The owners behind San Francisco's Transamerica Pyramid are lining up plans to sell the iconic skyline fixture more than five years after they purchased the property, a period that included $1 billion worth of capital investments and a nearly complete boom-bust real estate cycle.
The joint venture between New York developer Michael Shvo's investment firm and Deutsche Finance America is in the final stages of negotiating a deal to sell the skyscraper and its surrounding complex to Yoda PLC, a Cyprus-based investment firm, according to people familiar with the pending agreement. The purchase price for the deal, which has yet to close and was reported earlier by Bloomberg News, has not yet been publicly disclosed.
The anticipated sale comes after the tower's current owners undertook a $400 million overhaul of the property, a capital improvement plan that has helped put the tower at the forefront of San Francisco's luxury office market and has commanded some of the highest rents in the nation, according to CoStar data.
The renovation transformed the building into a "world-class office destination," Shvo said in an emailed statement.

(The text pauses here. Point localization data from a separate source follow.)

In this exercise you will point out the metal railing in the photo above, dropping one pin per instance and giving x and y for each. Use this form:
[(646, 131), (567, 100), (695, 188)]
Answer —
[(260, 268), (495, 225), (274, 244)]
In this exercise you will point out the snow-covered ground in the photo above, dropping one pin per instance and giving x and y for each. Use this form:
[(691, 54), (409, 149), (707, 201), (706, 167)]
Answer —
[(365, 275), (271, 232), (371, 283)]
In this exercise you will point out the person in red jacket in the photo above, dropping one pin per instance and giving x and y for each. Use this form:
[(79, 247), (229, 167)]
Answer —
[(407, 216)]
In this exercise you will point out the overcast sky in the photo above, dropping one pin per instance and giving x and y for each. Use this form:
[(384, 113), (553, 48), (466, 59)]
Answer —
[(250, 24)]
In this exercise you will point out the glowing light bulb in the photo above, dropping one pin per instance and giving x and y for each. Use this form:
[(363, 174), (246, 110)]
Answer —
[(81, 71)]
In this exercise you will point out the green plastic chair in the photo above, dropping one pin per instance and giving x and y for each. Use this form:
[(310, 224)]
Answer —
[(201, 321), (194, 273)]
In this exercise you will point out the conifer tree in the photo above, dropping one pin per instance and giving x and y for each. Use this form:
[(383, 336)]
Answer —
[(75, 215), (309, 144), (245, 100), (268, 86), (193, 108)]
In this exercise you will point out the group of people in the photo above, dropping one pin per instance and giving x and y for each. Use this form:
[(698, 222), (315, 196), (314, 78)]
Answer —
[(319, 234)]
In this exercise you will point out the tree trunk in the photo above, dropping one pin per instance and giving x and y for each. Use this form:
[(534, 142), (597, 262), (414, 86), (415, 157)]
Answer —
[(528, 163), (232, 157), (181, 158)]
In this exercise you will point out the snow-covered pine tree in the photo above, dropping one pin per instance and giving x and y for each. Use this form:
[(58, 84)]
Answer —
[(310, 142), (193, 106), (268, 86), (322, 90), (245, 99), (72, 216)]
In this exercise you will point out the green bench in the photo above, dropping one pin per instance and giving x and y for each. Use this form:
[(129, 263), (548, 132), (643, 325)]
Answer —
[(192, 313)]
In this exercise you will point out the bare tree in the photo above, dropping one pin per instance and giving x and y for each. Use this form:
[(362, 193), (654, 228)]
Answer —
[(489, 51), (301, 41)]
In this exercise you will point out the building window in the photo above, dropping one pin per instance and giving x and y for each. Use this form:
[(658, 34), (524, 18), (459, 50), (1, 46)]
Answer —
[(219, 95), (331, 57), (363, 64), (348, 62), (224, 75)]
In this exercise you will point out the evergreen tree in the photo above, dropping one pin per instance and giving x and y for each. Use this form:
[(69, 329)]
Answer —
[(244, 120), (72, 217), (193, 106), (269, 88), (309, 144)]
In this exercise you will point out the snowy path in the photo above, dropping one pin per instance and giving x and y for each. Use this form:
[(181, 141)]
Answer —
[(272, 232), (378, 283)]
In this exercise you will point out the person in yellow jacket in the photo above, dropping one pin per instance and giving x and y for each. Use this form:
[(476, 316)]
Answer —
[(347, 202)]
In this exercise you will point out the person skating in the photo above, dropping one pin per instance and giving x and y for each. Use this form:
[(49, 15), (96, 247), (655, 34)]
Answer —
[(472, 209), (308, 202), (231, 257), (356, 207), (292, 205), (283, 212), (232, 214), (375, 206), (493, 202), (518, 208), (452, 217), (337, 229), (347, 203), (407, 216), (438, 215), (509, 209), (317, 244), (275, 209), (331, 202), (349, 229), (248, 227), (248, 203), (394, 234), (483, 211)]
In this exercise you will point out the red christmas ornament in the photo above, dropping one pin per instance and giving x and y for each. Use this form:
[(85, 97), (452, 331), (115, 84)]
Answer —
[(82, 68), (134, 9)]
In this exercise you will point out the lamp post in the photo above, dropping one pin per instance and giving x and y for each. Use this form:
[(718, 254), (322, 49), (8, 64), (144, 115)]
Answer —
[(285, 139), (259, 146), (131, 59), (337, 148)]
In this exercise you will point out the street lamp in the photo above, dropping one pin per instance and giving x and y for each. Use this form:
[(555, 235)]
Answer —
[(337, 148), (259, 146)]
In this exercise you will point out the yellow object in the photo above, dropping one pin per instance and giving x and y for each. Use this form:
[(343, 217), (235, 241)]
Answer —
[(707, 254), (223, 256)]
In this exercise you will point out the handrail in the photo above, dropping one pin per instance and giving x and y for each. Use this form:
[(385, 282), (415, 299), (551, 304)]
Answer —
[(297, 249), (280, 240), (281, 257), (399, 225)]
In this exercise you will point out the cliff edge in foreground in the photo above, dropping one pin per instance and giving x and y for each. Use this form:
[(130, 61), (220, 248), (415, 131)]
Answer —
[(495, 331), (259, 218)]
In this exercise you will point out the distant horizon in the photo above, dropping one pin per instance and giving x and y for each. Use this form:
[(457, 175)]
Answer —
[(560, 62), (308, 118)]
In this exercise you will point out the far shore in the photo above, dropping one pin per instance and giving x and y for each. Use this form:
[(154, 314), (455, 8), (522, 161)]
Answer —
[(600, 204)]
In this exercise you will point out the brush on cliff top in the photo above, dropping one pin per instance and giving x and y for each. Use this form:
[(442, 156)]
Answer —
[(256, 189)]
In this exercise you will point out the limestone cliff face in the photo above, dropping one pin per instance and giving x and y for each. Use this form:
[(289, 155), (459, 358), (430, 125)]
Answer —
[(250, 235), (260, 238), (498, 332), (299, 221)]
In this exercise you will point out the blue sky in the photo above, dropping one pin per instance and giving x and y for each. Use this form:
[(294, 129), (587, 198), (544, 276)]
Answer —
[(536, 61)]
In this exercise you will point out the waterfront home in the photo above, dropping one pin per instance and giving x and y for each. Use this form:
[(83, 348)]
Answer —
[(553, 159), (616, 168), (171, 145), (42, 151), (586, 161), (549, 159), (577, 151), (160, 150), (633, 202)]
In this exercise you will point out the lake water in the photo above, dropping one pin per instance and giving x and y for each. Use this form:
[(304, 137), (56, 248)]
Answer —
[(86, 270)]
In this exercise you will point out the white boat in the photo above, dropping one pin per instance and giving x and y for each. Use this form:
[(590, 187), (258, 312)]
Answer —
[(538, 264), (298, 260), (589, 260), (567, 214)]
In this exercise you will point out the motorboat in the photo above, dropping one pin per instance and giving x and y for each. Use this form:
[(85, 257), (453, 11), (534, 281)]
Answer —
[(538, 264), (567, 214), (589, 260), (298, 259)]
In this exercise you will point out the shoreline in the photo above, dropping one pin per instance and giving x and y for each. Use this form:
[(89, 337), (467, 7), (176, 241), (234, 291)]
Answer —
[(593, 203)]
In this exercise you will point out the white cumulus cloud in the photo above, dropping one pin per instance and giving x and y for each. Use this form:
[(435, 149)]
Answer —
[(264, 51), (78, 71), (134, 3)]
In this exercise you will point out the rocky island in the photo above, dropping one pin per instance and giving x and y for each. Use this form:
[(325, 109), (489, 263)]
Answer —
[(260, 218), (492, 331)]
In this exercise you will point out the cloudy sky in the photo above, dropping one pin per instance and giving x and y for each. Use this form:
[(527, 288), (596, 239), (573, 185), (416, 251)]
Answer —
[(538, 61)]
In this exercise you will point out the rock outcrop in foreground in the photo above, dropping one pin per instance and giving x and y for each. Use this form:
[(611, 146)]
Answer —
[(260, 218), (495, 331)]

"I believed the Transamerica Pyramid deserved more than restoration — it required reinvention at the highest level," the developer said. "The Transamerica Pyramid has long symbolized the city's ambition and resilience."
The tower, built in the early 1970s, is the city's second-tallest structure behind Salesforce Tower. As of the end of last year, it had reached a leased rate of about 85%.
"We are proud to have strengthened that legacy — physically, financially, and culturally — and I am confident it will continue to define the skyline and serve generations to come under its next custodian," Shvo added.
New tenants, chapter
Once realized, the pending sale would mark the second time the Pyramid has been sold since its completion more than half a century ago. It would also help create a new benchmark for the city's office market as it claws back its pre-pandemic leasing momentum and valuations.
The selling venture acquired the high-rise in October 2020 as part of a $650 million portfolio deal that included the roughly 540,000-square-foot Transamerica Pyramid tower, the 191,142-square-foot office building at 505 Sansome St., a future development opportunity for an existing office building at 545 Sansome St. and an adjacent land parcel at 517 Washington St. Bayerische Versorgungskammer, a German pension fund known as BVK, helped finance the purchase.
Since the renovation work was completed in late 2024, the skyscraper has attracted a handful of high-profile leases emblematic of the tenant fight-to-quality shift rippling across the national office market.
Early last year, global law firm Morgan Lewis added its name to the Pyramid's tenant roster, signing a 123,000-square-foot lease spanning seven floors that will result in the firm relocating from its longtime San Francisco hub. The agreement, set to take effect in May, has so far been the largest deal the Shvo venture has landed since acquiring the property.
Other companies that have signed on for space in the Pyramid in recent years include investment firm Mizuho Financial Group, skincare brand Perricone MD, law firm BakerHostetler and financial manager Coatue Management, among a handful of others.
Larger buying pool
The city is still grappling with one of the highest office availability rates in the country, and its sales landscape remains riddled with deeply discounted deals. Yet strengthening leasing momentum — much of which has been fueled by the artificial intelligence boom — has caught the attention of larger institutional investors that largely wrote off San Francisco in the earlier years of the pandemic.
Sales volume in San Francisco more than doubled in 2025, according to CoStar data, a milestone generated by a broadening mix of buyers eager to plant a stake ahead of what many anticipate will be the city's next boom cycle.
AI startups' emphasis on in-person work has catapulted San Francisco's office market back to its position as a global tech capital.
While the city is still grappling with a vacancy rate of about 22%, a widening mix of fast-growing AI companies has been a critical source of demand, fueling an array of blockbuster deals and moving quickly to sign on for more space, in some cases within a matter of a couple of months.
That has created an attractive investment proposition for buyers, and Yoda is likely no exception.
The firm has a broad portfolio that includes a handful of luxury hotels and resorts in Greece and Cyprus, along with stakes in tech, shipping, energy, healthcare and companies across other business sectors. The Transamerica Pyramid deal, once closed, appears to be its first significant real estate move in the United States.